3 Q-Chem Inputs

3.4 Job Specification: The $rem Input Section

The $rem section in the input file is the means by which users specify the type of calculation that they wish to perform (i.e., level of theory, basis set, convergence criteria, additional special features, etc.). The keyword $rem signals the beginning of the overall job specification. Within the $rem section the user inserts $rem variables (one per line) which define the essential details of the calculation. The allowed format is either

REM_VARIABLE     VALUE    [ comment ]

or alternatively

REM_VARIABLE   =  VALUE   [ comment ]

The “=” sign is automatically discarded and only the first two remaining arguments are read, so that all remaining text is ignored and can be used to place comments in the input file. Thus the $rem section that provides Q-Chem job control takes the form shown in the following example.

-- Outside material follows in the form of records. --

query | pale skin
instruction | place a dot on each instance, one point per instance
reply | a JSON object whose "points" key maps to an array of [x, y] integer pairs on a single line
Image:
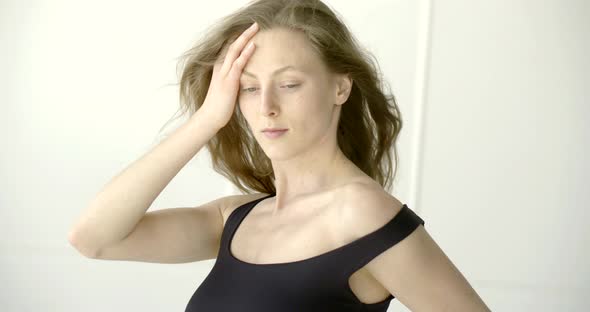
{"points": [[311, 171]]}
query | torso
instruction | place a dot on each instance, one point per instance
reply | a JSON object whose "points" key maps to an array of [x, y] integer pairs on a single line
{"points": [[309, 229]]}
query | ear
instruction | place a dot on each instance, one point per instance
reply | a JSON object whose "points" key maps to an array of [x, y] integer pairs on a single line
{"points": [[343, 88]]}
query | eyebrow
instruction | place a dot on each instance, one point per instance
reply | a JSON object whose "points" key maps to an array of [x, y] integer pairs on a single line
{"points": [[278, 71]]}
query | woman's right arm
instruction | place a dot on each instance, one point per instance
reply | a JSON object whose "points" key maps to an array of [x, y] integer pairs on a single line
{"points": [[124, 200], [119, 207]]}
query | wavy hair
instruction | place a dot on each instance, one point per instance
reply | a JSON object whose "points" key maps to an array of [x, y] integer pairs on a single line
{"points": [[370, 120]]}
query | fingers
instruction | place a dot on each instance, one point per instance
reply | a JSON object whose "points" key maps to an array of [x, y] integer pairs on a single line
{"points": [[238, 66], [237, 46]]}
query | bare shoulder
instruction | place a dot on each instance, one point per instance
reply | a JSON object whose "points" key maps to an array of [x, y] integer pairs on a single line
{"points": [[366, 207], [234, 201]]}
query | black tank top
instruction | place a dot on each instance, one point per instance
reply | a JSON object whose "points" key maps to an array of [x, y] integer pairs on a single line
{"points": [[319, 283]]}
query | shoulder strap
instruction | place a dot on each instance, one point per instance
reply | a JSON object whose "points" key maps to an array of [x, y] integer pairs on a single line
{"points": [[361, 251]]}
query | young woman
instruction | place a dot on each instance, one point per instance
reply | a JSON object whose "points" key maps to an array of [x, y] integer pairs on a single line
{"points": [[292, 108]]}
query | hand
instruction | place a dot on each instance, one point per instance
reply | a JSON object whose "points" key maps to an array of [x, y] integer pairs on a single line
{"points": [[219, 104]]}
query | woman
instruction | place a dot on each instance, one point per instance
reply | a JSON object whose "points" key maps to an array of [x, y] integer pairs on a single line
{"points": [[289, 106]]}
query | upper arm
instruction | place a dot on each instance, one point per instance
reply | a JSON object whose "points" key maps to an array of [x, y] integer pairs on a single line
{"points": [[415, 270], [172, 235]]}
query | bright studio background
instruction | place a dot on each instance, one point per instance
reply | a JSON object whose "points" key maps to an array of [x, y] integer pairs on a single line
{"points": [[493, 154]]}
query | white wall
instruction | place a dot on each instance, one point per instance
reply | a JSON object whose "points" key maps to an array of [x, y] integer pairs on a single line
{"points": [[492, 153]]}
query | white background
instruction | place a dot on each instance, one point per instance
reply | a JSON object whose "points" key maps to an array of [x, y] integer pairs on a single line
{"points": [[493, 154]]}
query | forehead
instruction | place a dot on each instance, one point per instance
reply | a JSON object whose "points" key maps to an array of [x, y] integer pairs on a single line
{"points": [[279, 47]]}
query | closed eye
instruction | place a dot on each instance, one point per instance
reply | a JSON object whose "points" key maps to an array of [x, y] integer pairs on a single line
{"points": [[252, 89]]}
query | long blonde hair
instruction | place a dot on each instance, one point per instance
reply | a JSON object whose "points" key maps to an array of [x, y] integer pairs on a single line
{"points": [[370, 120]]}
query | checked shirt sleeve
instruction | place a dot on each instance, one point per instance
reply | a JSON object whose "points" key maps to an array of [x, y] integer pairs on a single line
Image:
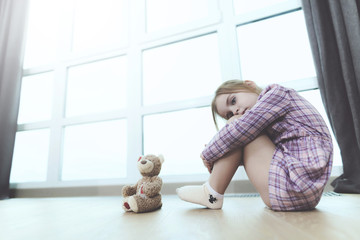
{"points": [[272, 104]]}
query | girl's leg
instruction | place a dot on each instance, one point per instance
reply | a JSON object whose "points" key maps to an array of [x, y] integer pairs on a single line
{"points": [[256, 157], [211, 193]]}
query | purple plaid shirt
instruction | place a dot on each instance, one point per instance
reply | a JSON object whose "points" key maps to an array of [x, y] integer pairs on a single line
{"points": [[301, 163]]}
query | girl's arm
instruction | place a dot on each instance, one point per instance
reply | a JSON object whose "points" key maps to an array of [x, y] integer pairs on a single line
{"points": [[272, 105]]}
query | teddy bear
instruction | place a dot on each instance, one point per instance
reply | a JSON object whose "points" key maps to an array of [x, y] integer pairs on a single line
{"points": [[145, 195]]}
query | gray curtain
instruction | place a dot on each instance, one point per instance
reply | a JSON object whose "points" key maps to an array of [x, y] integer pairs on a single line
{"points": [[334, 32], [12, 27]]}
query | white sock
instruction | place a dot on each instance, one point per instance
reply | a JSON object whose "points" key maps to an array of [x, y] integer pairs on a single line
{"points": [[203, 194]]}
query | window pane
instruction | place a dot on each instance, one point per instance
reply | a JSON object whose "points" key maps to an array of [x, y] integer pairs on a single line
{"points": [[95, 151], [97, 87], [100, 24], [314, 98], [180, 71], [245, 6], [43, 25], [275, 50], [36, 98], [162, 14], [30, 156], [180, 137]]}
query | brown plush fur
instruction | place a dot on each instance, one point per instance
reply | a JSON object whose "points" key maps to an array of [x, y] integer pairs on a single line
{"points": [[145, 195]]}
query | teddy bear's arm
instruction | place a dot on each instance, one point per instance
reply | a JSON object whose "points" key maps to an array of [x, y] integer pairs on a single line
{"points": [[129, 190], [153, 188]]}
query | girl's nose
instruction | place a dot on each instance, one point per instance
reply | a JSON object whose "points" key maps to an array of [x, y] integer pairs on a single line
{"points": [[236, 111]]}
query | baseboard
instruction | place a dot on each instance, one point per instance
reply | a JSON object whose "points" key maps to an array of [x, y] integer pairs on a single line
{"points": [[238, 186]]}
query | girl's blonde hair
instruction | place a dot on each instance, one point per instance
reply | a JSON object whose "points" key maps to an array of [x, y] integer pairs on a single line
{"points": [[229, 87]]}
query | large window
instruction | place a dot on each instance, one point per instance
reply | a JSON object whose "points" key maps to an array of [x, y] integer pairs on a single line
{"points": [[105, 81]]}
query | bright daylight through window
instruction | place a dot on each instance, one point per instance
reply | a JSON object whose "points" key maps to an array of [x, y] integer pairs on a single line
{"points": [[138, 78]]}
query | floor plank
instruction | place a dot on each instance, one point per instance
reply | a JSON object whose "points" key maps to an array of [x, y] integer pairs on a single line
{"points": [[336, 217]]}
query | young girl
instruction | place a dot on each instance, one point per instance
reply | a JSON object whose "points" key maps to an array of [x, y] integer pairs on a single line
{"points": [[280, 139]]}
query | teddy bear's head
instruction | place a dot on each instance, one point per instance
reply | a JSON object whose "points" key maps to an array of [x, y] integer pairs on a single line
{"points": [[150, 165]]}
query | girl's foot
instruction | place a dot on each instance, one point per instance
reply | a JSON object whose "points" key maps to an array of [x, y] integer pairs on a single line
{"points": [[204, 195]]}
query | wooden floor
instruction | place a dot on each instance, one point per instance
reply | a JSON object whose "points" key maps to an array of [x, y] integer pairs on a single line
{"points": [[336, 217]]}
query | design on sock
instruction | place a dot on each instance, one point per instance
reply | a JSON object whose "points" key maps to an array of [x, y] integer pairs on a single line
{"points": [[212, 199]]}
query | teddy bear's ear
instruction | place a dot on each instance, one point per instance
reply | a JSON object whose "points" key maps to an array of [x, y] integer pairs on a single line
{"points": [[161, 157]]}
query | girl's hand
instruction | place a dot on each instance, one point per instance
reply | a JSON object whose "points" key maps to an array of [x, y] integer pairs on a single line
{"points": [[207, 164]]}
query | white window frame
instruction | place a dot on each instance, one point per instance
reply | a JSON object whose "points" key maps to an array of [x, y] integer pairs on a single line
{"points": [[222, 21]]}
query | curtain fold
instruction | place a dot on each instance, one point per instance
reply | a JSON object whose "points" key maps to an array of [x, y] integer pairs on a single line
{"points": [[13, 16], [334, 33]]}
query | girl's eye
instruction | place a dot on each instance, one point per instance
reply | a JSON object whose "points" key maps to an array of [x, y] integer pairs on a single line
{"points": [[229, 115]]}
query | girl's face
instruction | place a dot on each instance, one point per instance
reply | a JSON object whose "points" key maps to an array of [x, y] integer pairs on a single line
{"points": [[237, 103]]}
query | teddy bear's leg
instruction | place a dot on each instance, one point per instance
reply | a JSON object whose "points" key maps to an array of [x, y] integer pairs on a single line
{"points": [[147, 204], [126, 205]]}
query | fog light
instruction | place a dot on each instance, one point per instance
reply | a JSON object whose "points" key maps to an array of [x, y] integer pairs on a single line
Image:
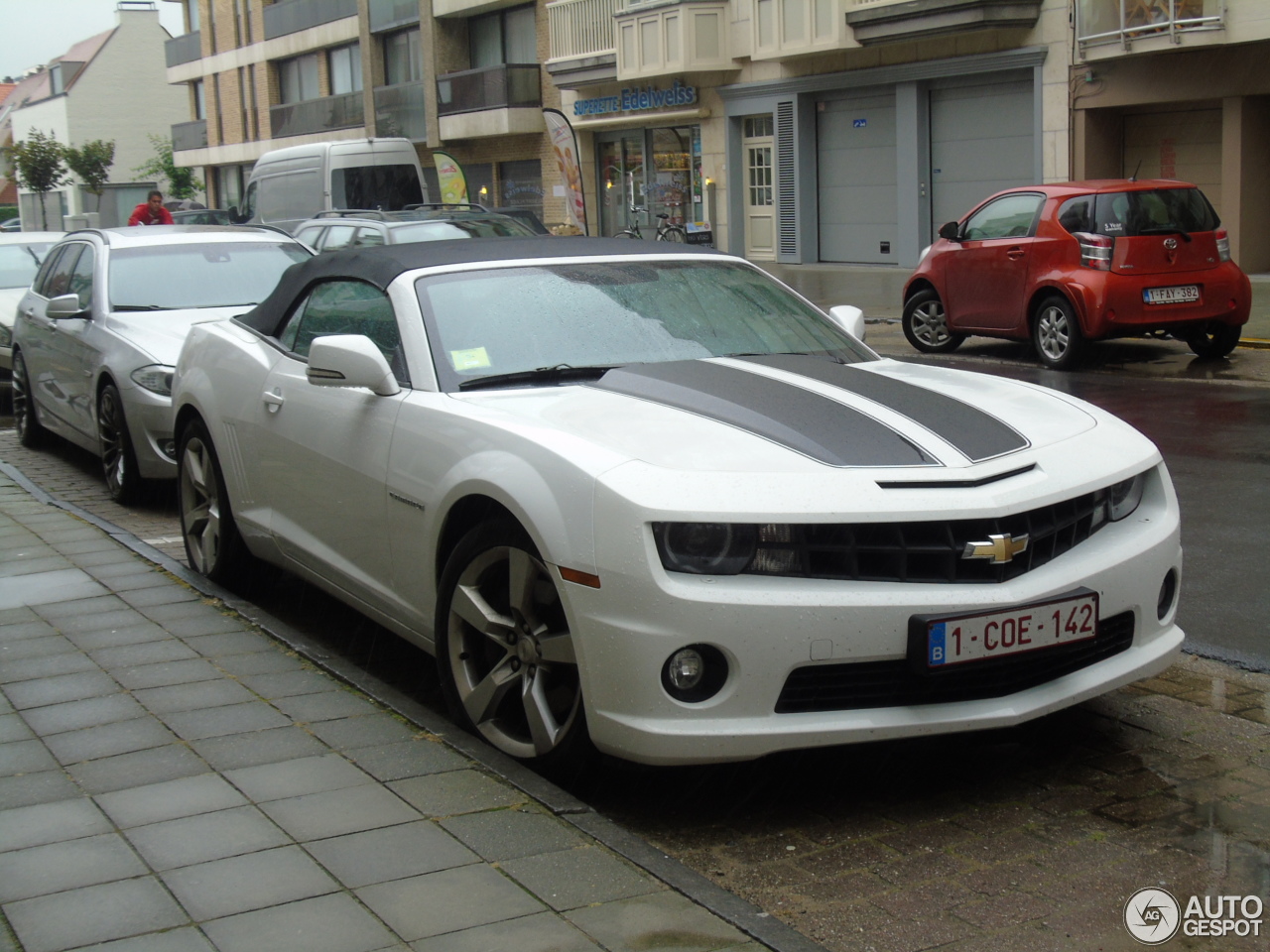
{"points": [[1167, 593], [695, 673]]}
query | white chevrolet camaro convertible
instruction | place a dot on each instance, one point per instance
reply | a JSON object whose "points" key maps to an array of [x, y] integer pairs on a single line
{"points": [[653, 502]]}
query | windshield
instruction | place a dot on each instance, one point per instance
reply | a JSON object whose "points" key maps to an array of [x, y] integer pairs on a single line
{"points": [[19, 263], [615, 312], [216, 275], [467, 227]]}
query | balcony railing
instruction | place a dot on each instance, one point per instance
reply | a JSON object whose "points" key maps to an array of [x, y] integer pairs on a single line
{"points": [[399, 111], [341, 112], [581, 28], [386, 14], [1124, 21], [186, 49], [506, 86], [294, 16], [190, 135]]}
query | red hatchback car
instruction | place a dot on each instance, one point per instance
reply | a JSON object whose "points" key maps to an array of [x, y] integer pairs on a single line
{"points": [[1080, 261]]}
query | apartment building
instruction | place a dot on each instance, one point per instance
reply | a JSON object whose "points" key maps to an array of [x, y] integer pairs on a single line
{"points": [[794, 131], [1180, 89]]}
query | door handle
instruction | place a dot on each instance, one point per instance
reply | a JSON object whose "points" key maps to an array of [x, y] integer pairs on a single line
{"points": [[273, 400]]}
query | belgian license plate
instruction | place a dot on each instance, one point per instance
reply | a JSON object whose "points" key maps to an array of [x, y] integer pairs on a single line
{"points": [[1179, 295], [973, 638]]}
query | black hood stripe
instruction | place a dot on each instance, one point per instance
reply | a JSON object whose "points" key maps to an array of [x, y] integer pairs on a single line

The general format of the $rem section of the text input file is

$rem
  REM_VARIABLE  value  [ comment ]
  REM_VARIABLE  value  [ comment ]
  ...
$end

Note:  1. Tab stops can be used to format input. 2. A line prefixed with an exclamation mark ‘!’ is treated as a comment and will be ignored by the program. 3. $rem variables are case-insensitive (as is the whole Q-Chem input file). 4. Depending on the particular $rem variable, “value” may be a keyword (string), an integer, or a logical value (true or false). 5. A complete list of $rem variables can be found in Appendix C.

In this manual, $rem variables will be described using the following format:

REM_VARIABLE_NAME
       A short description of what the variable controls.
TYPE:
       The type of variable (INTEGER, LOGICAL or STRING)
DEFAULT:
       The default value, if any.
OPTIONS:
       A list of the options available to the user.
RECOMMENDATION:
       A brief recommendation, where appropriate.

For example:

IQMOL_FCHK
       Controls printing of a formatted checkpoint file that can be read by the IQmol program.
TYPE:
       LOGICAL
DEFAULT:
       FALSE Do not generate the checkpoint file.
OPTIONS:
       TRUE Generate a checkpoint file named inputfilename.fchk.
RECOMMENDATION:
       For many Q-Chem jobs there is no reason not to generate the checkpoint file. Note that GUI = 2 (used by IQmol) is synonymous with IQMOL_FCHK = TRUE.

For example:

IQMOL_FCHK
       Controls printing of a formatted checkpoint file that can be read by the IQmol program.
TYPE:
       LOGICAL
DEFAULT:
       FALSE Do not generate the checkpoint file.
OPTIONS:
       TRUE Generate a checkpoint file named inputfilename.fchk.
RECOMMENDATION:
       For many Q-Chem jobs there is no reason not to generate the checkpoint file. Note that GUI = 2 (used by IQmol) is synonymous with IQMOL_FCHK = TRUE.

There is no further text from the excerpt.